Musk famously aligned himself with President Donald Trump during his campaign ahead of the 2024 election.

“There’s pretty significant evidence, including in relation to, firing content moderators and certain kinds of algorithms, since Musk has taken over, have become more polarizing than ever,” Srinivasan said.

“Last Week Tonight with John Oliver” recently produced a segment on X and the spread of misinformation on the platform, especially in politics.

As part of that piece, they also found that Musk was making sure his posts were more likely to be seen.

“The owners of social media sites do have quite considerable power to persuade the users of their sites, and the example of Twitter kind of lets us study that, because we observe this change in kind of what the owners of the website wanted,” Serlin said.

Other social platforms

“We’re seeing pretty similar problems around the other platforms as well,” Srinivasan said.

The impact of Facebook on U.S. elections is well-documented. A study published in that same journal three years ago analyzed data from 208 million American adults’ Facebook accounts.
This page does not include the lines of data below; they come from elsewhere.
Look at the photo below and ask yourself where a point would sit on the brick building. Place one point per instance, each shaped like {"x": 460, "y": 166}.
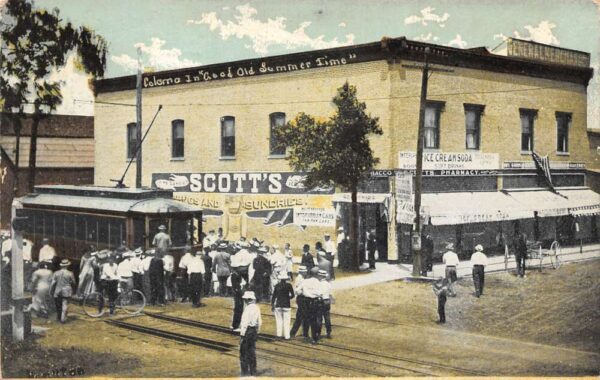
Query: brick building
{"x": 65, "y": 155}
{"x": 485, "y": 115}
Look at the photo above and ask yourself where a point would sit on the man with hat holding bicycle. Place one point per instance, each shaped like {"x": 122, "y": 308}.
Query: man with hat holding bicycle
{"x": 249, "y": 329}
{"x": 62, "y": 286}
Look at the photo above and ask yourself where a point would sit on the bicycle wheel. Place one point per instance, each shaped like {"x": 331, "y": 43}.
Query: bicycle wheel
{"x": 93, "y": 305}
{"x": 132, "y": 302}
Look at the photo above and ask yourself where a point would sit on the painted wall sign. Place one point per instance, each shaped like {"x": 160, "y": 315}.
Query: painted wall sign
{"x": 236, "y": 183}
{"x": 312, "y": 216}
{"x": 553, "y": 165}
{"x": 450, "y": 161}
{"x": 247, "y": 69}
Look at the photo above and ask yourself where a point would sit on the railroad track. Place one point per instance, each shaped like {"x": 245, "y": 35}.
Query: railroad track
{"x": 391, "y": 364}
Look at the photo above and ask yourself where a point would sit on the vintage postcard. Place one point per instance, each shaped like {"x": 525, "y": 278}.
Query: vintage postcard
{"x": 386, "y": 188}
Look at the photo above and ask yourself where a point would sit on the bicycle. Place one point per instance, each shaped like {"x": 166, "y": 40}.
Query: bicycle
{"x": 131, "y": 300}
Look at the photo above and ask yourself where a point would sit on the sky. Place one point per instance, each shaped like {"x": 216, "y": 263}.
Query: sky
{"x": 183, "y": 33}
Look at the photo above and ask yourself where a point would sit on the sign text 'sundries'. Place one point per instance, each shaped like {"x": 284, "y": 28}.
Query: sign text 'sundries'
{"x": 247, "y": 70}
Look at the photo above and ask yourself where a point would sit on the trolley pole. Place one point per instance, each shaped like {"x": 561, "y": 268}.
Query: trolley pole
{"x": 416, "y": 238}
{"x": 138, "y": 127}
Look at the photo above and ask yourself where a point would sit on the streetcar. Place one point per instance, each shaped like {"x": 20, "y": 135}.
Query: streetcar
{"x": 74, "y": 218}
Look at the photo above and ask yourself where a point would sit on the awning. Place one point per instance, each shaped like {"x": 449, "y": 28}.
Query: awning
{"x": 569, "y": 202}
{"x": 280, "y": 217}
{"x": 471, "y": 207}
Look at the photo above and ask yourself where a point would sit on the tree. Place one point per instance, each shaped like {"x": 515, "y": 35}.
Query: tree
{"x": 334, "y": 151}
{"x": 34, "y": 43}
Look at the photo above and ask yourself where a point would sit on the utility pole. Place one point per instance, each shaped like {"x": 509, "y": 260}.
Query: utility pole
{"x": 416, "y": 240}
{"x": 138, "y": 127}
They found significant political-ideological segregation between conservative and progressive users, with most users being fed posts that echoed their own political beliefs.

Researchers also found it wasn’t equal: more political posts were seen by conservative users, and a “homogeneously conservative corner” of the site existed with no progressive counterpart. Most of the items flagged as misinformation were also concentrated in that conservative corner.

Experts SAN spoke with said Meta’s other major platform is seeing a lot of the same issues as X.

“Instagram is well known for pushing a lot of extreme content, not just politically, but also a lot of content that’s designed to target people in areas where they feel a sense of anxiety, right?” Srinivasan said. “Like young women around body image issues, for example.”

Srinivasan said there’s another issue at hand, too.

“The real problem is the fact that they are not at all open for public audits,” he said. “The heuristics are not collaboratively designed. They’re basically using our data and leveraging our attention with us having almost no knowledge of why we see what we see.”

When it comes to a new social platform like Bluesky, which was presented as a progressive alternative to X, there’s not a lot of research on that platform’s impact on American politics.

“I’ve not seen any research that studies the effects of Bluesky,” Serlin said.